Older hot air heating systems were comprised of a furnace that heated air, sometimes just air from the basement.
The warm air rose into the upper areas of the building by convection (warm air, which is less heavy than cold air) rises, displacing colder, more dense air in the building). You can see one of these old under-floor convection furnaces in our photos at left.
Popularly called a "gravity furnace" (cold air falls by gravity, and warm air defies gravity by rising), you will see only two "pipes" or ducts on the unit.
A flue gas exhaust flue (the smaller diameter steel "pipe" that exits near the bottom left of the gravity furnace and connects to a brick chimney in our photo - and that larger diameter round duct at the top center of the gravity furnace.
That large round warm air supply plenum or duct delivered warm air into the building through a large floor grate in the first floor above. Our arrows show the direction of air flow through this gravity furnace.
In this photo we can't see the cool air intake but almost certainly it's at the bottom of the unit and is in this horribly inefficient unit, is taking cold wet basement air and heating it up before sending it upstairs.
We do see a little of this furnace's repair history - that abandoned motor on the floor in the bottom center tells us that an oil burner was installed and had to have a motor replacement.
Warm air rose from this gravity furnace upwards from the first floor grate into the rest of the building also by convection (or "gravity") flowing up a stairwell, or upstairs through registers cut in the first floor ceilings.
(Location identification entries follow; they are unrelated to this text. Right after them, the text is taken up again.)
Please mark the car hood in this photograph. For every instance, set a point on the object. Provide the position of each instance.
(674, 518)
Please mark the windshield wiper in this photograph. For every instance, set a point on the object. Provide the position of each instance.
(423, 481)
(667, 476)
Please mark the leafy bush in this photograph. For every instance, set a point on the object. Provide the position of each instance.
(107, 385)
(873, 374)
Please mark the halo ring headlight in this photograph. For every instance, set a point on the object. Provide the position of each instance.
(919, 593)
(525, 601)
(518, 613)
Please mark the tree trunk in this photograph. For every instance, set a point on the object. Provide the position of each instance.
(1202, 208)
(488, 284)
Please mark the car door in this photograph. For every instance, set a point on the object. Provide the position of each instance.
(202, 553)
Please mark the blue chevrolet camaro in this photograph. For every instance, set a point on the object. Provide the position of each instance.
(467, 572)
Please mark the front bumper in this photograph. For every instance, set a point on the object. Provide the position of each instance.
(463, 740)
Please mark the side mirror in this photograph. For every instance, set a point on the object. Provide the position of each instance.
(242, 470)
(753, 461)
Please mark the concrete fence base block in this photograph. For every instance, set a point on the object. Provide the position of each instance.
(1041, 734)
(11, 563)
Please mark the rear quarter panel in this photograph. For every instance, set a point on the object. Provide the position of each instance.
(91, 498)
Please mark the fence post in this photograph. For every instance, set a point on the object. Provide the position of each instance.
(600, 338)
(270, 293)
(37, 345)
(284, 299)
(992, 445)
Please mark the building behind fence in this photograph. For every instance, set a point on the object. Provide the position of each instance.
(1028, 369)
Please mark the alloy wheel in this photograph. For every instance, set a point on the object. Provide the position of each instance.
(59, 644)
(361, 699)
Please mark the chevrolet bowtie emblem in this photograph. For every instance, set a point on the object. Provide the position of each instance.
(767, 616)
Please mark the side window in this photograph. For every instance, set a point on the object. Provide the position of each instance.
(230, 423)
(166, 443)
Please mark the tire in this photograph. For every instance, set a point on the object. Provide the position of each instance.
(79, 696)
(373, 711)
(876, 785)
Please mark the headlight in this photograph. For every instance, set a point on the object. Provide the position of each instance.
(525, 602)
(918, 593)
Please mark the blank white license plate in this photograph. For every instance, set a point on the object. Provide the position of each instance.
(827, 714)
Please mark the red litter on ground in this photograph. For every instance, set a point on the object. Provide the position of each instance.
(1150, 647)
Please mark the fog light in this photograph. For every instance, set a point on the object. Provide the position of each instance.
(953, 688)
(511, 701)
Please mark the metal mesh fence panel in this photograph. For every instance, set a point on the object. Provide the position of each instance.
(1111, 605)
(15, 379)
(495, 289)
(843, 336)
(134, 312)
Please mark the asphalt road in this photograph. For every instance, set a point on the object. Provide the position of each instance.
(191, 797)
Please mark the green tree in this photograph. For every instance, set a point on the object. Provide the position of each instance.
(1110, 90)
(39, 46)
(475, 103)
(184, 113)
We know that the air register at left is a warm air supply register because it has those moveable louvers that would be absent on a cool air return register cover.
But now let's be honest - we don't know for sure if the air register at left is connected to ductwork or if it's just letting warm air rise by "gravity" (we say "convection") from a floor below.
It's easy to figure out however. Just open the louvers and look through the grating. If you find yourself looking into a duct, typically full of trash and debris in an older home, it's connected to ductwork.
If you find that your can see right into a room below, this is a simple gravity or convection register.
When the author (DF) was a boy, we used to spy on our parents and their friends by peering down at them through a register like this after we had been sent upstairs to bed.
They were not up to much besides drinking, talking about stuff we couldn't understand, and playing canasta.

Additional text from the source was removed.